Since Maude’s inception, Goicochea has also faced restrictions.

“We can’t advertise devices. If we try they have to be with this silly language,” she said. “We’re still so restricted, obviously, in different ways in new technology and new media, but same thing.”

Although Goicochea and Johnson had been mulling over this concept for awhile, it wasn’t always going to be an exhibit. 

“Dakota and I had originally talked about this as a [coffee table] book,” Goicochea said. “We basically put together this big document saying we wanted to explore what this has looked like over the past 100 years.” 

Goicochea and Johnson brought the proposal to the Museum of Sex about two years ago and began working on the project from there. However, the team noted the coffee table concept might come to fruition one day, as well. 

While walking through the exhibit, which was cosponsored by Maude, Durex and KY, guests will explore media, advertisements and products from each decade — think books, iterations of devices, vintage Playboy magazines and more.

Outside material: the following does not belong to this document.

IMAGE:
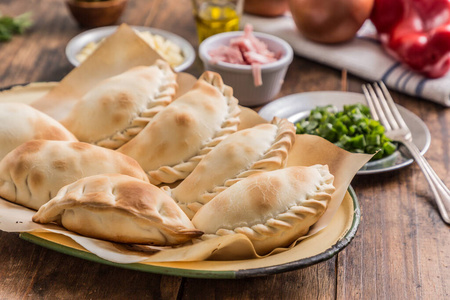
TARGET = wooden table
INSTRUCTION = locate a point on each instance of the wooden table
(401, 249)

“Something happens when you see physical objects that represent what happened historically,” Johnson said. “I hope that people walk away considering what their opinion about their own sexual wellness is and that of others, how it’s evolved in the world or how it’s not evolved, and how it’s still represented the same ways as it has been in the last 100 years.” 

One key artifact in the exhibit is the 1976 “The Hite Report,” a book by reporter Shere Hite that explores findings around women’s sexuality from thousands of survey respondents. In tandem with the exhibit, a documentary titled “The Disappearance of Shere Hite” was recently released. (Johnson is an executive producer and the narrator of the film.)

“The documentary is about Shere Hite and how she was basically completely blotted out of history and totally silenced when she was presenting quantifiable data about female sexuality and female orgasm,” Johnson said. “It’s kind of amazing that these two things coincided to exist simultaneously.”

Goicochea and Johnson also chose to highlight gender inequity across the category and decades in the exhibit.

“Now, 100 years later, you can advertise erectile dysfunction pills, but you can’t advertise a vibrator used by a woman. It’s pretty maddening,” Goicochea said. “My hope is that when people view this and then when it does become a coffee table book, people will realize how much we have to do and it is up to us culturally as consumers and people to to demand change.”

The exhibit will be on display at the Museum of Sex in Miami through summer 2024.